In the code above, if an attacker controls $data['handler_class'], they can instantiate any class available in the Moodle autoloader. If they find a class with a destructor or a constructor that performs file operations (a "gadget"), they win.

The fix involves enforcing strict type checking and allow-listing. The patched version likely introduces a validation layer that checks the class name against a hardcoded list of allowed restore handlers before instantiation:

// PATCHED LOGIC (Conceptual)
$allowed_handlers = ['restore_structure_step', 'restore_dbops'];
 
$handler_class = $data['handler_class'];
if (!in_array($handler_class, $allowed_handlers, true)) {
    throw new restore_exception('Invalid handler detected');
}
// Safe to instantiate now
$handler = new $handler_class($data['params']);

By moving from an implicit trust model ("run whatever the file says") to an explicit trust model ("only run what we know is safe"), the RCE vector is closed.

Exploiting this requires an authenticated user account, but don't let that lower the severity score. In a university setting, "Teacher" accounts are handed out to thousands of adjuncts, TAs, and staff. Compromising one weak password gives you the keys to the kingdom.

Step 1: The Payload. The attacker creates a valid-looking Moodle backup. They can start by exporting a legitimate empty course.

Step 2: The Injection. They unzip the .mbz file and modify moodle_backup.xml. They locate the section responsible for defining restore steps or file handlers. They inject a PHP Object Injection payload or a malicious class definition designed to trigger a system command (e.g., system('id')) upon instantiation.

Step 3: The Delivery. The attacker logs in as the compromised Teacher, navigates to Course Administration > Restore, and uploads the evil.mbz file.

Step 4: Detonation. The moment the "Restore" button is clicked, Moodle's backend process (often running as www-data) parses the XML. It hits the malicious tag, instantiates the gadget, and executes the command. The attacker now has a reverse shell.

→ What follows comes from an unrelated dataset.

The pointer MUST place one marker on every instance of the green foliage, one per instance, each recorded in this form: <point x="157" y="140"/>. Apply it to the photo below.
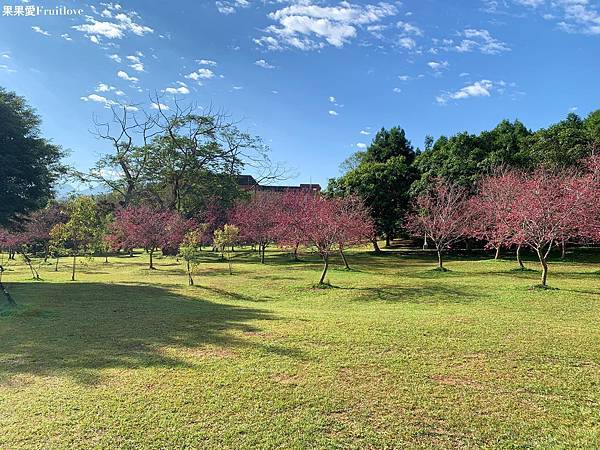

From there, they can dump the mdl_user table, change grades, or pivot to the internal LDAP server.

This is a CVSS 8.8 High severity issue, and frankly, that might be conservative depending on your environment. The impact is total confidentiality, integrity, and availability loss.

Data Theft: Moodle databases are treasure troves. Student PII, home addresses, grades, and sometimes payment information. A shell on the web server usually implies read access to config.php, which contains the cleartext database credentials.

Ransomware: educational institutions are prime targets for ransomware. With RCE, an attacker can encrypt the course materials and the database, effectively shutting down the university's ability to operate.

Academic Integrity: Imagine the chaos if a hacker subtly altered grades across the board. The trust in the institution would be shattered irrevocably. This isn't just a technical glitch; it's an existential threat to the organization's reputation.

If you are running Moodle 5.1.0, 5.0.x, or older branches like 4.5.x/4.1.x, you are vulnerable. The remediation is straightforward but urgent.

1. Patch Immediately: Update to versions 5.1.1, 5.0.4, 4.5.8, 4.4.12, or 4.1.22. Moodle has backported the fix to LTS versions, so you have no excuse to stay on insecure code.

2. Least Privilege: Why does every adjunct professor need the ability to restore course backups? Review your roles. Remove the moodle/restore:restorecourse capability from the standard Teacher role and create a specialized "Course Creator" role for the few who actually need it.

3. Monitoring: Set up alerts for the creation of restore processes in your logs, specifically looking for failures or anomalies in the restore log files. If a restore fails with a "class not found" or "serialization error," investigate immediately—it might be a failed exploit attempt.